Sending my love and condolences to all who loved Sarah. Although I never had chance to meet Sarah in person, I felt like I knew her well, her sweet and caring nature always present in the emails she sent to the bc list. She will be sadly missed x
Sarah and I met online on the BC list, and we connected shortly thereafter recognizing that we were both working artists, though I had been told I couldn’t paint or draw as a child. Sarah told me that was hogwash and sat me down with paint and some mammogram gowns which we were decorating. Beginning of the end of mistaken childhood belief. We got to share hugs and art many times over the years, and I will miss her a lot. Hugs to Rick, Brenda, and Mary.

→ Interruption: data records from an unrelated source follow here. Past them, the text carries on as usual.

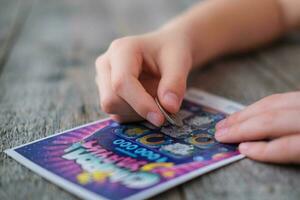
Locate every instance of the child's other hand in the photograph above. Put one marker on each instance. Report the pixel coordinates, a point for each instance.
(268, 130)
(135, 69)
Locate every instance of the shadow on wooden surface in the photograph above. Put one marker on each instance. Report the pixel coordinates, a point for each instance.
(47, 85)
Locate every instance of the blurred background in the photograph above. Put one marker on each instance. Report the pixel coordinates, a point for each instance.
(47, 54)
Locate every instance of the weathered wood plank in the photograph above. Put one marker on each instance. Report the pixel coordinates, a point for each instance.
(13, 14)
(47, 86)
(48, 83)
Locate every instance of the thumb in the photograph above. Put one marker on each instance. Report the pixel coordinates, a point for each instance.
(174, 68)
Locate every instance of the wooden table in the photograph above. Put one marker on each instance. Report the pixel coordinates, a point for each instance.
(47, 53)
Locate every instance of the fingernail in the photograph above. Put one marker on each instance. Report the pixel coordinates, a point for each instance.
(244, 147)
(171, 99)
(221, 132)
(154, 118)
(221, 124)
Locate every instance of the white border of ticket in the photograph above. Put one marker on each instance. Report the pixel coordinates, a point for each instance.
(194, 95)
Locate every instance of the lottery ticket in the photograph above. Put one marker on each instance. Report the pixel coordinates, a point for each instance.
(108, 160)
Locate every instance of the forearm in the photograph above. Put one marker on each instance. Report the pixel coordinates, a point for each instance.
(217, 27)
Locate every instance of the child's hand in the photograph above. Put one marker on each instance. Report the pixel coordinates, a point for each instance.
(277, 118)
(135, 69)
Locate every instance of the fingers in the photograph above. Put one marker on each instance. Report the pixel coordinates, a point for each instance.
(126, 64)
(282, 150)
(109, 101)
(175, 66)
(276, 101)
(271, 124)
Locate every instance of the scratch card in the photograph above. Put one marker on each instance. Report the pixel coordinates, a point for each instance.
(107, 160)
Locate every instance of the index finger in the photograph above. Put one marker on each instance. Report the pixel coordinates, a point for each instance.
(125, 70)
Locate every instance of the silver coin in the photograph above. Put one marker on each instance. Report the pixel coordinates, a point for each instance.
(171, 118)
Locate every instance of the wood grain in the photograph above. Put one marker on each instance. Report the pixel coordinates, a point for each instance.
(47, 85)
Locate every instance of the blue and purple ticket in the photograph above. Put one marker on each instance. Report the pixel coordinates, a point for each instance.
(108, 160)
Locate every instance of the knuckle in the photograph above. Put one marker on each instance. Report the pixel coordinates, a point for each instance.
(273, 97)
(235, 130)
(118, 84)
(122, 42)
(99, 63)
(234, 118)
(108, 104)
(268, 118)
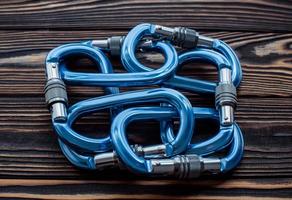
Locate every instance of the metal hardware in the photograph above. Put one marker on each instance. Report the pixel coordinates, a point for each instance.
(176, 155)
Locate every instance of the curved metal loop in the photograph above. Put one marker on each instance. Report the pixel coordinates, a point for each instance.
(176, 99)
(111, 79)
(110, 159)
(219, 141)
(140, 164)
(162, 159)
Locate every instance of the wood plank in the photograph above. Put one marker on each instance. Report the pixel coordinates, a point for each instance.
(265, 57)
(28, 145)
(162, 189)
(256, 15)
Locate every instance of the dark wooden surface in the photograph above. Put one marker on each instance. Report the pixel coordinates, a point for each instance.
(31, 165)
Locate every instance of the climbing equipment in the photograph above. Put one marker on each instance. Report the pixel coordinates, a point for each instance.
(176, 155)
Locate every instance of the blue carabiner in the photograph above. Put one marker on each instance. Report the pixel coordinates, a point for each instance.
(220, 51)
(143, 165)
(111, 79)
(183, 106)
(219, 141)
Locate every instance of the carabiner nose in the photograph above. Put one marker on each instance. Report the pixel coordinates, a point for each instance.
(125, 151)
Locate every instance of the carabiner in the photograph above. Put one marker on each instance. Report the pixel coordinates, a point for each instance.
(176, 99)
(185, 166)
(189, 39)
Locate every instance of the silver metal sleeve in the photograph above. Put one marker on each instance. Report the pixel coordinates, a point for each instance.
(57, 107)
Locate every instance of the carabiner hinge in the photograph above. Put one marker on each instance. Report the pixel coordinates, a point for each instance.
(55, 93)
(185, 166)
(184, 37)
(226, 97)
(110, 159)
(112, 44)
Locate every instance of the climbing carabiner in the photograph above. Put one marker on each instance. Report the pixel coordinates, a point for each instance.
(92, 105)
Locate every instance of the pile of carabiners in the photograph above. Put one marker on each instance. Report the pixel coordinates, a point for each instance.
(176, 155)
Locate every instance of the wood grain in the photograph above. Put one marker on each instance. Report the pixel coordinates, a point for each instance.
(265, 57)
(259, 15)
(31, 164)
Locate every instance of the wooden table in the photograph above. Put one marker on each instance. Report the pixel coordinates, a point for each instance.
(31, 165)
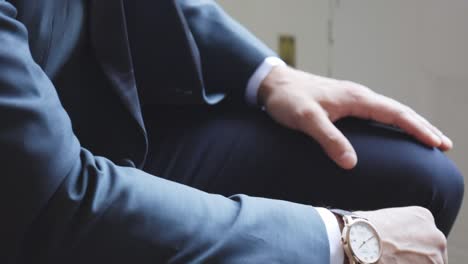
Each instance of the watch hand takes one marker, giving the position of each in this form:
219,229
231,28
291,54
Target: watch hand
363,243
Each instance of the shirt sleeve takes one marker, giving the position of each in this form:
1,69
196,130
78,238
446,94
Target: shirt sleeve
257,78
334,235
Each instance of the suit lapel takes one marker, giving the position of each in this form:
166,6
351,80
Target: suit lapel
110,41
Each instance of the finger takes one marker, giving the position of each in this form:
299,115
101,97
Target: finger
317,125
445,256
389,111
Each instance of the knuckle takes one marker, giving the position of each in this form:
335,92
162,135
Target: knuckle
332,139
303,116
357,94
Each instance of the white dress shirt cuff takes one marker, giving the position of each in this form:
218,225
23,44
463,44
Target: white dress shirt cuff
334,235
259,75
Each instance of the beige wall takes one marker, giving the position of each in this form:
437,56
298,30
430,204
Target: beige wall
415,51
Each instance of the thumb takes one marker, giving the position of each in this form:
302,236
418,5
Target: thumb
333,142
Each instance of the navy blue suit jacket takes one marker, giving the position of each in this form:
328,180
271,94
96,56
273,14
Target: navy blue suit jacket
72,189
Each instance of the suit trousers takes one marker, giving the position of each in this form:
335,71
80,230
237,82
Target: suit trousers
225,151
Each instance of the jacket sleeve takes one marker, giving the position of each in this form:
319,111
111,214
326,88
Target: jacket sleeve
62,204
229,53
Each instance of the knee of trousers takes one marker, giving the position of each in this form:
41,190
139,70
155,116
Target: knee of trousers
441,184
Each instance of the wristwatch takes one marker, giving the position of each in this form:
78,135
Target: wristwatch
361,241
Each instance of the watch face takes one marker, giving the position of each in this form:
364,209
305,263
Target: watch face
364,242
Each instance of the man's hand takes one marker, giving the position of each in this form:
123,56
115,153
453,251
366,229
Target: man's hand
409,235
311,104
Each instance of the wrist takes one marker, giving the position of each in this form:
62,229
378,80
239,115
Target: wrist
341,224
275,77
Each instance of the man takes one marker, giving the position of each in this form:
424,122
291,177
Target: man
97,97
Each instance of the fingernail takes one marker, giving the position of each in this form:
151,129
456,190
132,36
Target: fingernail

Sarah brought love and light into my life. When we met in person it was as if we had always known each other. We shared my “Breathe of life”via my spare new cannula and my oxygen concentrator. It was beautiful, Sarah becoming pink and relaxed and me deep breathing and knowing I had given her a gift only I could give. Something small compared to the love and beauty she gave to me over the few years I knew her. My tears for her are a tribute, my sing for her a farewell anthem. I can give no greater tribute to my friend Sweet Sarah. http://Www.youtube.com/watch?v=yEEf0GwE_uQ This is the only time I have shared this, only Sarah merited that.
To Rick and Family…so very sorry to hear of Sarah’s passing (Nancy has been keeping us in the loop here in NL). Although I did not know her but from what I have heard you have many, many fond memories that will help ease some of the pain over the coming days and months. And it’s very nice to see she has touched so many people. She is at peace and no longer suffering. My thoughts are with you.
Dear Nephew Richard and family,
Barb and I share your sorrow and send our sincere sympathy to you and your family on the loss of your beloved wife, Sarah. We wish we could be with you at this time to comfort and encourage you. We personally, as well as our church family, have been in prayer for you and your family and may the God of all comfort, comfort and strengthen you now and for time to come.
Uncle Johnny and Barb (Eastman)
I ‘met’ Sarah through the BC List but unfortunatley never got to meet her in person, how I wish I could have, she sounds like an incredible person. So, from across the Ocean (I live in Australia) I am sending my sincere condolences and I hope all these messages can be some sort of comfort to her family and friends. xx
I only “knew” Sarah through the BC list but she seemed like such a wonderful soul. I only wish I’d gotten an opportunity to meet her in person. She was clearly loved by many. My condolences to her family, BC-list sisters and friends.
Rich, although I never met Sandy in person I did have contact with her via email, facebook and phone conversations. I never had a doubt that she had your best interests at heart and was working hard to take care of you. From Brenda I know that you were dedicated to her and did all in your power to take care of her. That is the very definition of marriage: to cleave to each other and become one flesh. I know you will miss her and I extend my sincere condolences. If there is any thing I can do for you in the future, just know I am here.